Abstract
Important separators are a cornerstone of parameterized algorithms for graph separation: they reduce an a priori enormous search space of separators to a small, structured family that can be enumerated efficiently. This principle has been remarkably successful for parameterized separation problems, but it does not address cut-uncut problems, where one must cut some connections while preserving the connectivity of a given set of terminals. These connectivity-preservation requirements create a qualitatively different type of structure, and the classical important-separator machinery no longer gives the right objects to enumerate.

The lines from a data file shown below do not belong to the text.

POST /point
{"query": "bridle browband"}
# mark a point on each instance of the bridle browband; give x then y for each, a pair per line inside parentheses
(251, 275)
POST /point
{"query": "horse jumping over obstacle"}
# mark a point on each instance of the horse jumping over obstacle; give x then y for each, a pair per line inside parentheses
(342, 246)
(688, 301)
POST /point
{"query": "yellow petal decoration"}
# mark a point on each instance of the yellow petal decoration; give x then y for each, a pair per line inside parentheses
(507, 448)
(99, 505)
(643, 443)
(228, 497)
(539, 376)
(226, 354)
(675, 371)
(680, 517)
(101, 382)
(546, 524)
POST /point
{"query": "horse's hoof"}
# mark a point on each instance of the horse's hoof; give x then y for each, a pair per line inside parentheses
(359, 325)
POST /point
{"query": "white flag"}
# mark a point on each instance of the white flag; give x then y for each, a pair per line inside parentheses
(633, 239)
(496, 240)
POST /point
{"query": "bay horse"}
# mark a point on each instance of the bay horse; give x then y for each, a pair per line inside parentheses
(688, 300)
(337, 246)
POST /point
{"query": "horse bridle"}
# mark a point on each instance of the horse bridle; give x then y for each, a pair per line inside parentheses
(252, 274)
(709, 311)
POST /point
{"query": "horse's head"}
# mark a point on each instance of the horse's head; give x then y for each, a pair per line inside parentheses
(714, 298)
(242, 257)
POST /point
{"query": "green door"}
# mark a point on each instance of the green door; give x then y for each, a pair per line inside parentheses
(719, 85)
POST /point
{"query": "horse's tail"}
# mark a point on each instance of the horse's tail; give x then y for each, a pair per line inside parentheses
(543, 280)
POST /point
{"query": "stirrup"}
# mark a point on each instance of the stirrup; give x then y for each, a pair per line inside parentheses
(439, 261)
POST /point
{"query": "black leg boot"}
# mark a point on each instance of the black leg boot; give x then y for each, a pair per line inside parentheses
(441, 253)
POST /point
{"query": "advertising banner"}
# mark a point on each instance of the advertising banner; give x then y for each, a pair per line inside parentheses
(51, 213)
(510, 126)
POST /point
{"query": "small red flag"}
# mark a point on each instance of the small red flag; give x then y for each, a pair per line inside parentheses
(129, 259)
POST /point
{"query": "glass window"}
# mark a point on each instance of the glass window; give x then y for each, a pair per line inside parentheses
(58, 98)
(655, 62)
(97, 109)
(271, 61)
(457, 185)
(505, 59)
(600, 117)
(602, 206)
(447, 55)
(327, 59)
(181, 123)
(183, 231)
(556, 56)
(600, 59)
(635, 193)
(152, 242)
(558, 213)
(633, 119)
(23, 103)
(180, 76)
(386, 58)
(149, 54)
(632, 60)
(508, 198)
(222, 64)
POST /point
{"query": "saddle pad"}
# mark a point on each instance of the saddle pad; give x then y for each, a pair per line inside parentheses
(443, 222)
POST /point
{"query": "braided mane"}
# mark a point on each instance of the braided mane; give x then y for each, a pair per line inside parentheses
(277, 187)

We introduce connectivity-preserving important separators: separators that disconnect $s$ from $t$, keep a prescribed terminal set connected to $s$, and are extremal among separators with this property. Our main result shows that, despite the additional connectivity constraints, the number of such separators of size at most $k$ is bounded by $2^{O(k^2\log k)}$, and they can be enumerated in $O(2^{O(k^2\log k)} \times n \times T(n,m))$ time, where $T(n,m)$ is the time for computing a minimum-cardinality $s,t$-separator. This gives a systematic extension of the important-separator method with connectivity constraints. The quadratic dependence on $k$ reflects a real phenomenon: in directed graphs, we construct instances with at least $\frac{2^{k^2-1}}{k}$ connectivity-preserving important separators of size at most $k$.
As applications, we obtain an FPT algorithm for optimizing over all minimal $s,t$-separators whose source component must contain a prescribed set $A$ and avoid a prescribed set $B$, a constraint pattern not expressible as a standard cut-uncut instance. We also apply the framework to Node Multiway Cut-Uncut.
Blogger's Review: This research expands the concept of important separators in addressing complex problems in graph theory, particularly under connectivity preservation conditions. By introducing the notion of connectivity-preserving separators, the authors provide a new perspective on graph separation issues, laying the groundwork for optimization problems in practical applications. The introduction of an FPT algorithm could potentially lead to breakthroughs in computational complexity.